Following the announcement of the EU’s ‘Green Deal’ in December 2022, a supply chain sustainability expert is imploring food retailers to prioritise third party verification when using responsibly sourced palm oil.
The new law sets out to fight global deforestation driven by EU production and consumption. It will ensure that certain goods placed on the EU market will no longer contribute to deforestation or forest degradation both in the EU and around the globe.
The text is yet to be formally adopted but when it is, companies will have 18 months to comply with the new rules. To do so, companies must conduct strict due diligence if they place palm oil and timber, as well as derived products, either on the EU market or export from it.
Jay Weldon, Business Development Manager at BM TRADA says, “The continued presence of deforestation in key supply chains is a huge concern and has raised the need to increase and improve policies and procedures. As such, the new EU legislation is a positive step in the right direction.
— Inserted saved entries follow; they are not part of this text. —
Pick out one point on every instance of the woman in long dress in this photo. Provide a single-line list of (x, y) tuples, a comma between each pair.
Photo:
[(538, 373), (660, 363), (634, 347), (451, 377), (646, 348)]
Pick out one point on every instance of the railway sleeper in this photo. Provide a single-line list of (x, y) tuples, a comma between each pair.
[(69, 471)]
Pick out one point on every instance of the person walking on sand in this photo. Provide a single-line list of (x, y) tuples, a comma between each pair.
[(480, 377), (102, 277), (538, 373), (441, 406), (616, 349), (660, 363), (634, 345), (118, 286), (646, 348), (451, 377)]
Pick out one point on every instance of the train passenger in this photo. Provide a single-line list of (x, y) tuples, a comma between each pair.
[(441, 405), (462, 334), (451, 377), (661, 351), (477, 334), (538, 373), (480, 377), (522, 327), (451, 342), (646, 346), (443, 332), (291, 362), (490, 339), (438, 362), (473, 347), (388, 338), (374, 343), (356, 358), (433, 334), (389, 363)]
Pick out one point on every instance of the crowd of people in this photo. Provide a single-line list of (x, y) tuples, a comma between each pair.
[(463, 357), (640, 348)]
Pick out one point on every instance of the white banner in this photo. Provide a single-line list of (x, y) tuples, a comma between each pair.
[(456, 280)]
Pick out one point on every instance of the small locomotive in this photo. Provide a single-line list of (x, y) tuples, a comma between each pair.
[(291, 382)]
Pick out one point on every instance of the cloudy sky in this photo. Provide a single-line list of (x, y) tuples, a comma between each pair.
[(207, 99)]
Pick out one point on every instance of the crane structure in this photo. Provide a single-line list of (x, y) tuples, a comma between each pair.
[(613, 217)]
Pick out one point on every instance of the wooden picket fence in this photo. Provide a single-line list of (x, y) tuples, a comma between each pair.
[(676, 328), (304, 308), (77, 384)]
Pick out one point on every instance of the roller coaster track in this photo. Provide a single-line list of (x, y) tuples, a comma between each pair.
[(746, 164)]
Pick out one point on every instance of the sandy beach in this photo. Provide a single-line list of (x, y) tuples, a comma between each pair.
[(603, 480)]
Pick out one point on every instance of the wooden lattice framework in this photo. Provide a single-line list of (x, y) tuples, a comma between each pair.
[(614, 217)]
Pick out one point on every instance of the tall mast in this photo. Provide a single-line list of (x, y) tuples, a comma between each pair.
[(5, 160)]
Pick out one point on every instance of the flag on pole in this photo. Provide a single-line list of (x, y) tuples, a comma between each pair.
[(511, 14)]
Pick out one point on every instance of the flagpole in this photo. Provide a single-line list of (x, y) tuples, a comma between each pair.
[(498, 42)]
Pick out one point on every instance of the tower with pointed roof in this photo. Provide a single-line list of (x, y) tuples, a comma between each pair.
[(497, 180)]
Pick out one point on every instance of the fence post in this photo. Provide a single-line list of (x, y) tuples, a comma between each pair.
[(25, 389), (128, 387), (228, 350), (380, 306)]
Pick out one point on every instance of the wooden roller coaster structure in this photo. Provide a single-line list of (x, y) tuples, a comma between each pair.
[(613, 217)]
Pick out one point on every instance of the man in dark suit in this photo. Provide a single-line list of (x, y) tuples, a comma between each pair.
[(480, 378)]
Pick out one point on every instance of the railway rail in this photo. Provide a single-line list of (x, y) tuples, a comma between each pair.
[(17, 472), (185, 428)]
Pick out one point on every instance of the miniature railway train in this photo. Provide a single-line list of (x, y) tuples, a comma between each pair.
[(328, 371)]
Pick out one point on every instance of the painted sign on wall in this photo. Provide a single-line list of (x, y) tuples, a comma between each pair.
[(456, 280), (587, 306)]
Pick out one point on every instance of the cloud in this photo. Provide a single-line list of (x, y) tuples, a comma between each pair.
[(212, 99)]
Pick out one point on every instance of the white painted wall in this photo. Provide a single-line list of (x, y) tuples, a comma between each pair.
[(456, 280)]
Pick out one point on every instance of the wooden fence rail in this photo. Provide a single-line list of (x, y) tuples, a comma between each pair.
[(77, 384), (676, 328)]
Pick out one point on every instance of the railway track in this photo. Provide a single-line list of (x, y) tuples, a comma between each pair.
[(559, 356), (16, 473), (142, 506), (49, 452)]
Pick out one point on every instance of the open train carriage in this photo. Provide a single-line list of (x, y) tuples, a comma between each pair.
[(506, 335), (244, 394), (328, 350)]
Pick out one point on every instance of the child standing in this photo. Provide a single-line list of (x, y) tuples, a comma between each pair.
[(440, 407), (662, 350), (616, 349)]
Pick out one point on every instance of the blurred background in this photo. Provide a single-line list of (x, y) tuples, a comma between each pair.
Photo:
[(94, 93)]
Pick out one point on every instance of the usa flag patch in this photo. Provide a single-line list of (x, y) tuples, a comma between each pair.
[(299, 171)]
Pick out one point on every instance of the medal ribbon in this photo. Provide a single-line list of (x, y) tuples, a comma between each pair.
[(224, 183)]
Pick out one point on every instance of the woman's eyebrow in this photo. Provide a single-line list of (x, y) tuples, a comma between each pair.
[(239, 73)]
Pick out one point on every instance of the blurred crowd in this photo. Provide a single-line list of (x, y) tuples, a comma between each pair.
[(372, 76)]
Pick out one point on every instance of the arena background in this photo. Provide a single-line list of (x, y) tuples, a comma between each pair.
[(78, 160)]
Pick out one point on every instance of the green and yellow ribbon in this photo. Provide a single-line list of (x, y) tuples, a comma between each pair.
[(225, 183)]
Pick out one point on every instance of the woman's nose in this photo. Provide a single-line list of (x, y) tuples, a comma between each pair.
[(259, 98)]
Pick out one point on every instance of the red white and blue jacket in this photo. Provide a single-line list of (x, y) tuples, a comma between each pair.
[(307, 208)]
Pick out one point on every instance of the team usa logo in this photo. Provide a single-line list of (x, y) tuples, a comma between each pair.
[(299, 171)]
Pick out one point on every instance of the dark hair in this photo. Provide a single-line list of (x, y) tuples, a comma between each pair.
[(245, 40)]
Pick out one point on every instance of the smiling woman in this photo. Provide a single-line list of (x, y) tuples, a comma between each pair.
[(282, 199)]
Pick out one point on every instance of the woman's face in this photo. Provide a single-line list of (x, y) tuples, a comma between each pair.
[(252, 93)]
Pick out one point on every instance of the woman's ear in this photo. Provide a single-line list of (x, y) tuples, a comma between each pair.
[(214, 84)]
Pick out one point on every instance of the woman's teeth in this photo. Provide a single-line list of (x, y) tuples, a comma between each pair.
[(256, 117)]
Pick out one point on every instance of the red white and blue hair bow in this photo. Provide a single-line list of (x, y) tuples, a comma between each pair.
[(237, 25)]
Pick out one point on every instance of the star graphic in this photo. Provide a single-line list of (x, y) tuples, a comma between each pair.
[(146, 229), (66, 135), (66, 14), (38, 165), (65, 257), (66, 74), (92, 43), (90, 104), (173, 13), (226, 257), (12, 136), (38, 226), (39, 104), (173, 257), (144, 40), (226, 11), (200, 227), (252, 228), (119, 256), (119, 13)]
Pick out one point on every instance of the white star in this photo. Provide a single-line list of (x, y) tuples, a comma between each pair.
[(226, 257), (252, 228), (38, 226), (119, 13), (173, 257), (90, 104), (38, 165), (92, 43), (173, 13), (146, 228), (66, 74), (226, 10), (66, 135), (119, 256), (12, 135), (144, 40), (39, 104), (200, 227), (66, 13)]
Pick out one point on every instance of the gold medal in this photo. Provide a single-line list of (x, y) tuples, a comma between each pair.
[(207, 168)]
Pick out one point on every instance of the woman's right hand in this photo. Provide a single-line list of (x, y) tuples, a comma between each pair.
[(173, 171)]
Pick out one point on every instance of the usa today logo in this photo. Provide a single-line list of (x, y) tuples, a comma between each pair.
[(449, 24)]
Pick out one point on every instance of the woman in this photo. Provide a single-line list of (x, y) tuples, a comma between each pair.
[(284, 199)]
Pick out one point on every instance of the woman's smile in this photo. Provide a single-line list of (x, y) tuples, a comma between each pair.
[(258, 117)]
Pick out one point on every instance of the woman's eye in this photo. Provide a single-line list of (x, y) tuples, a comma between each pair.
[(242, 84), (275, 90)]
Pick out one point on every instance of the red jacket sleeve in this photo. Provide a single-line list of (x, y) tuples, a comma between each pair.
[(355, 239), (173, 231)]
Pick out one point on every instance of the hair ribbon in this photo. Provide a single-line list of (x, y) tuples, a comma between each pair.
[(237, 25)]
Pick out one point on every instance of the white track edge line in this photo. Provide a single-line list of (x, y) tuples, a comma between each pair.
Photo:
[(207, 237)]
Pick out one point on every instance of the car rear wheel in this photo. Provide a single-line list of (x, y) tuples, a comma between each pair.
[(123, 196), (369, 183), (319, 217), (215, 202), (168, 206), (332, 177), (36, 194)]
“Food and commodities supply chains are complex and span many countries so achieving the EU’s goal will require global collaboration. All stakeholders must work together to prioritise sustainable sourcing and production.”
Palm oil in particular has received negative publicity linked to unsustainable sourcing which has affected the biodiversity of countries where it is grown. Use of the product has increased rapidly in recent years, in part due to changes to the global oil supply chain. In 2022, two of the world’s largest exporters of sunflower oil ceased exports due to geopolitical conditions. As a result, many suppliers have switched from sunflower oil to palm oil.
“Where palm oil is used, having impartial third party certification in place to prove that a business is playing its part to use a sustainably sourced product is paramount, There is increasing worldwide concern that the food and goods we produce could damage both the environment and our society, and consumers are actively searching for solutions. Sustainable supply chains remain key and, with the future of the planet in our hands, greater transparency and credibility is crucial,” says Weldon.
He continues: “When you consider the changes to global vegetable oil supply chain, finding alternatives to palm oil is an unrealistic option. Instead, prioritising responsible sourcing is essential. This is where sustainable supply chain certification plays a key role. Having third party verification proves that a supply chain operates ethically and ensures traceability of products, ultimately showing customers, stakeholders and the broader public that products will stand up to scrutiny.”
BM TRADA defines a sustainable supply chain as one where, at every stage of the procurement cycle, the organisation, its products and services are evaluated in terms of economic, social and environmental impacts. Retailers can ensure they are sourcing from sustainable palm oil suppliers through robust auditing processes.
Weldon adds: “Sustainable palm oil sourcing must also be underpinned by consumer education. Specifically, there appears to be a knowledge gap when it comes to the role of The Roundtable on Sustainable Palm Oil (RSPO), resulting in shoppers simply avoiding all products which include palm oil. As we’ve noted, this isn’t feasible in the long term due to supply changes. Instead, shoppers must look for goods with a visible RSPO logo so they can be confident that the products they purchase are not damaging the environment.”